C++ did not have an ISO standard until well after it was first created. Much of its early life was fragmented, with compilers all working differently to the point of being source-incompatible at times.
The first C++ standard was C++98, with relatively minor updates in the C++03 standard. The primary goal of these standards was to take the "wild west" of C++ and bring some semblance of order to it. Once the dust settled and developers got over the changes, the C++ committee would focus on new features.
From Bjarne Stroustrup himself (some parenthesis removed for brevity), The C++ Programming Language (4th Edition), section 1.4.4 "The 2011 Standard":
The current C++, C++11, known for years as C++0x, is the work of the
members of WG21. The committee worked under increasingly onerous
self-imposed processes and procedures. These processes probably led to
a better (and more rigorous) specification, but they also limited
innovation. An initial draft standard for public review was produced
in 2009. The second ISO C++ standard was ratified by a 21-0 national
vote in August 2011.
One reason for the long gap between the two standards is that most
members of the committee (including me) were under the mistaken
impression that the ISO rules required a "waiting period" after a
standard was issued before working on new features.

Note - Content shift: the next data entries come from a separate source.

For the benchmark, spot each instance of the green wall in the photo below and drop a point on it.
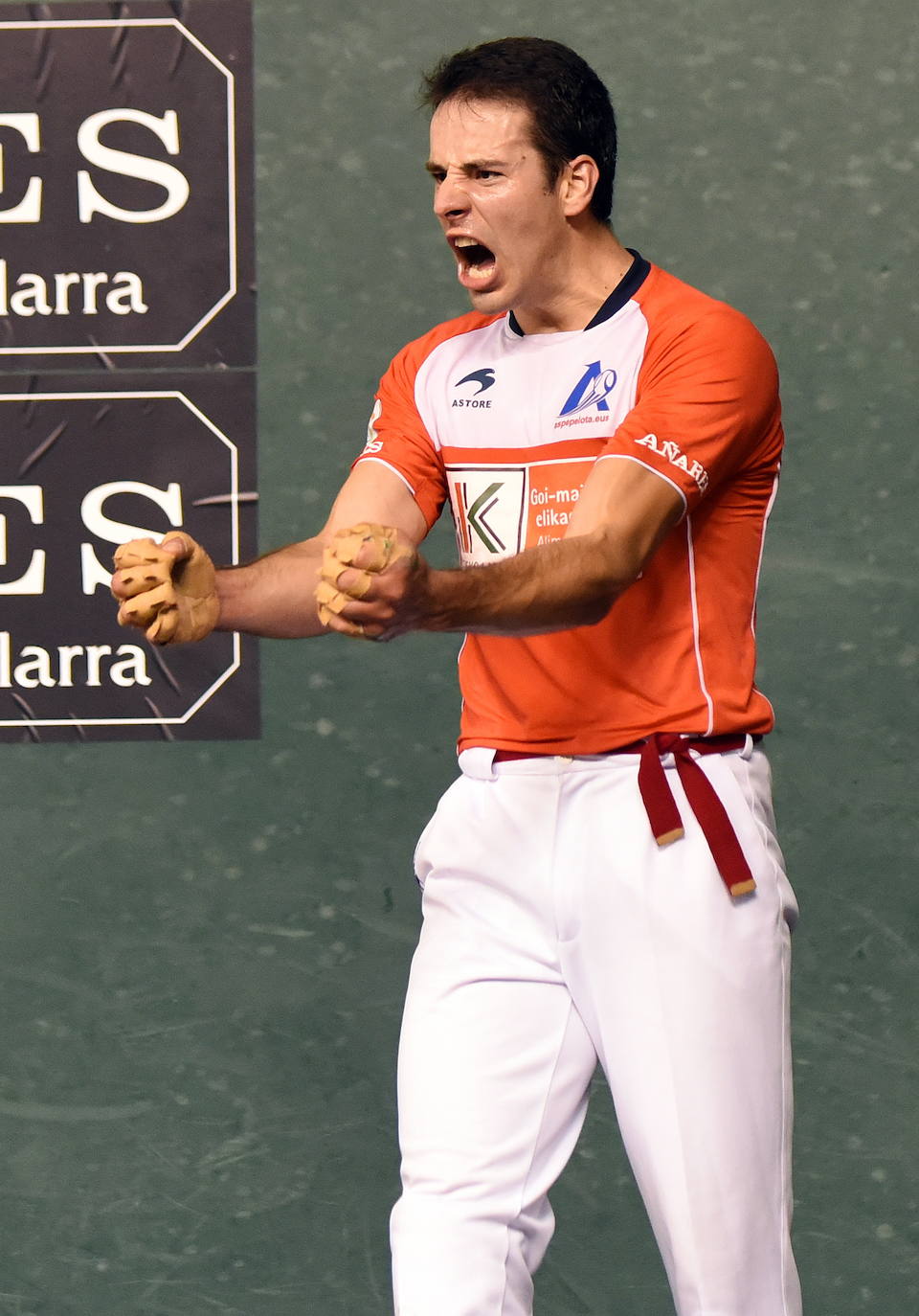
(203, 946)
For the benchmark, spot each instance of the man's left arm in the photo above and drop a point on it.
(625, 511)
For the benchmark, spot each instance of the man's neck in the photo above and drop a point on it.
(595, 264)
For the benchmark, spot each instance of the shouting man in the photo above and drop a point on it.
(602, 883)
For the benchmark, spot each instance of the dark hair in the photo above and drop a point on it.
(568, 104)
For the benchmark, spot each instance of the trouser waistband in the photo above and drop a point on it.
(661, 808)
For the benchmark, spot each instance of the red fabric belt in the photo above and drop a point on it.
(661, 808)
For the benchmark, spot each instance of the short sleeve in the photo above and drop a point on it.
(706, 403)
(396, 435)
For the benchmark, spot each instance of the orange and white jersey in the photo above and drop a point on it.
(506, 426)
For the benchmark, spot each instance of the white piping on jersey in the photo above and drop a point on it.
(690, 552)
(627, 457)
(759, 569)
(759, 559)
(390, 467)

Consequently,
serious work on new language features did not start until 2002.
C++ was not even standardized until 1998, and the next few years were spent fixing errors in the existing (new) standard. Then the committee sat on its hands for a couple of years due to procedural issues that were likely unnecessary. It then took seven years from initial inception to a public document, with much arguing and editing along the way. Even then, it took another two years until the document was in a position to be voted on and ratified.
What this means is the addition of lambdas and other language features had to wait until the status quo was stabilized (1998/2003), then politics and procedures of the process dragged out the addition of new features far longer than it probably needed to (2011).
Another reason for the lack of urgency is that functors can do almost anything a lambda can do, they are just more verbose. The language as a whole was not missing much other than the brevity of lambdas and their ability to bind to local variables. However, even that can mostly be worked around by passing references into the functor.